Wikidata dumps contain old-style serialization.
Closed, InvalidPublic1 Estimated Story Points
Actions

Assigned To

Authored By

	daniel
	Oct 22 2014, 9:43 AM

Description

Some time ago, we changed the serialization format of wikidata items. For consistency, we implemented on-the-fly conversion to the new format in the exporter (using the ContentHandler::exportTransform facility).

This seems to work fine with Special:Export, and when I try it with dumpBackup.php locally. However, the dumps like wikidatawiki-20141009-pages-articles.xml.bz2 still contain revisions with the old style format, both .

Is this because new revisions get stitched into old dumps? That's the only explanation I currently have. If this is the case, how do we reset this, so all revisions get re-exported? If this is not the case, how can we investigate what is going wrong?

One alternative explanation would be if the host that generates the dump was running an old version of wikibase, I suppose.

Version: unspecified
Severity: major
Whiteboard: u=dev c=backend p=0

Details

Reference: bz72348

Related Objects
Search...

Status	Assigned	Task
Open	None	T88728 Improve Wikimedia dumping infrastructure
Open	None	T88991 improve Wikidata dumps [tracking]
Resolved	JanZerebecki	T91117 [Bug] Empty JSON maps are serialized as empty lists in XML dumps
Invalid	hoo	T74348 Wikidata dumps contain old-style serialization.
Resolved	hoo	T74361 Call ContentHandler::exportTransform in backupTextPass.inc and friends
Resolved	None	T74417 Put the <model> and <format> tags before the <text> tag in the XML dumps.

Event Timeline

• bzimport raised the priority of this task from to High.Nov 22 2014, 3:56 AM

• bzimport added a project: Datasets-General-or-Unknown.

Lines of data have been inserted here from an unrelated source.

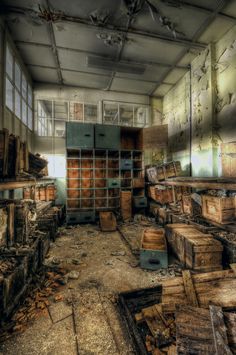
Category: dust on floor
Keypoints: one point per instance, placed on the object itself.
(87, 320)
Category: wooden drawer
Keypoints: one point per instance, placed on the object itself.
(73, 184)
(139, 201)
(107, 137)
(126, 164)
(218, 209)
(73, 193)
(113, 183)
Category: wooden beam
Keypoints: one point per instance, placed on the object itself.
(207, 183)
(189, 289)
(219, 331)
(12, 185)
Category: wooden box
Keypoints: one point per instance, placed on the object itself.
(138, 182)
(218, 209)
(107, 221)
(172, 169)
(153, 253)
(160, 194)
(195, 250)
(126, 205)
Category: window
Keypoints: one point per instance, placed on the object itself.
(18, 92)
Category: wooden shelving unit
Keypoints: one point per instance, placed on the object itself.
(95, 176)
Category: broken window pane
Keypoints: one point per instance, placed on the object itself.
(76, 111)
(9, 95)
(90, 113)
(61, 110)
(110, 113)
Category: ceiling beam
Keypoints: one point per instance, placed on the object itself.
(198, 33)
(85, 52)
(54, 47)
(87, 23)
(92, 73)
(200, 8)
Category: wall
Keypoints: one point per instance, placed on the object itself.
(200, 109)
(8, 119)
(54, 148)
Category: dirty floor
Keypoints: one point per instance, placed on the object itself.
(86, 321)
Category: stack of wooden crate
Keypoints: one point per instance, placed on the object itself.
(153, 252)
(219, 209)
(196, 250)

• bzimport set Reference to bz72348.

daniel created this task.Oct 22 2014, 9:43 AM

Bumping to critical, since it may result in data loss for clients that cannot process the old style format. We really do not want them to implement that, we changed for a reason...

Btw: In order to check for old style serializations, grep for "entity". To detect new style serialization, check for "descriptions" (plural).

See also https://lists.wikimedia.org/pipermail/wikidata-l/2014-October/004843.html

Just confirming, this only applies to XML dumps, and not the new JSON dumps?

The reason seems to be backupTextPass.inc, see bug 72361.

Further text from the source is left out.